Las primeras imágenes se manifestaron en pantalla. Bajo un cielo irregular los israelitas aparecieron, avanzando hacia cámaras invisibles montadas sobre el agua. Aunque originalmente no habían sido más que trescientos, los israelitas formaban ahora una vasta muchedumbre que se extendía acompañada del equipaje durante varios kilómetros de desierto. Confundidos por la gran presión de sus seguidores, los líderes israelitas se detuvieron en la orilla, sin saber del todo cómo atravesar la masa agitada de aguas inestables. En el horizonte se veían correr hacia ellos los carros del ejército del Faraón.

Los espectadores contemplaban embelesados, muchos preguntándose si esta vez las compañías de televisión no habrían ido demasiado lejos.

Entonces, sin explicación, mil millones de pantallas quedaron en blanco.

Se desató el pandemonio. En todas partes las centralitas quedaron bloqueadas. Llamadas prioritarias gubernamentales bloquearon los satélites de comunicación, los estudios de Cronovisión en Europa y América fueron sitiados.

No llegaba nada. Se había roto todo contacto con los equipos de cámaras en el pasado. Finalmente, dos horas más tarde, apareció una breve imagen de aguas furiosas enjuagando los restos de las cámaras de televisión y el equipo de transmisión. En la orilla cercana, las fuerzas egipcias se volvieron para regresar a casa.
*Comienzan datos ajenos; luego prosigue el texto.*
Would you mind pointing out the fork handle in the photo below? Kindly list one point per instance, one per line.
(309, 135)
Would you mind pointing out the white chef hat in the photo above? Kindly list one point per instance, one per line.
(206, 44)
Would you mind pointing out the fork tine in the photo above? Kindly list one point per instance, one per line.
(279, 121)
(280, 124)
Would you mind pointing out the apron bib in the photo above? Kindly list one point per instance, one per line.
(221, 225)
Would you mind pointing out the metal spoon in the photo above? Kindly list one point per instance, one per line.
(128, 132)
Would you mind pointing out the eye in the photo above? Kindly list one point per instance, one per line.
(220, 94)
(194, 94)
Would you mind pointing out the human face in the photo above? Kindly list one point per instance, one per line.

Al otro lado de las aguas, el pequeño grupo de israelitas se alejaba hacia la seguridad del Sinaí.

Lo que más sorprendió a los espectadores fue la luz fantasmal que iluminaba la escena, como si para transmitirla se estuviese empleando algún método arcaico pero extraordinario.
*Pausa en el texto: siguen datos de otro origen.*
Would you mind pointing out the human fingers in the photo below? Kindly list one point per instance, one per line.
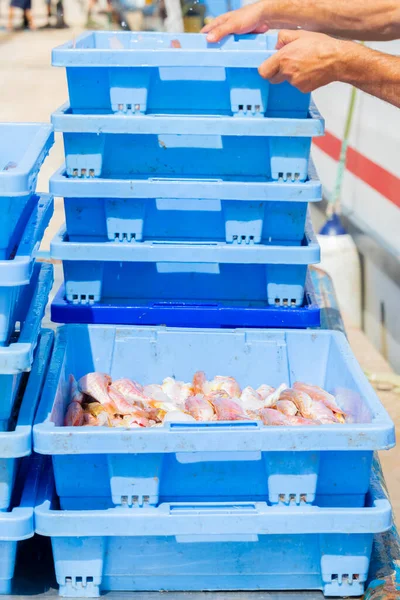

No tuvo éxito ningún otro intento por recuperar el contacto. Casi todo el equipo de Cronovisión del mundo había quedado destruido, habiéndose perdido para siempre a sus más importantes productores y técnicos, quizás ahora vagando por las rocas del Sinaí como una segunda tribu perdida. Poco después de esta debacle, los safaris en el tiempo se eliminaron de los programas de televisión del mundo. Como comentó un sacerdote, poseedor de cierto humor irónico, a su congregación escarmentada de la televisión:

—El gran canal de los cielos tiene también su índice de audiencia.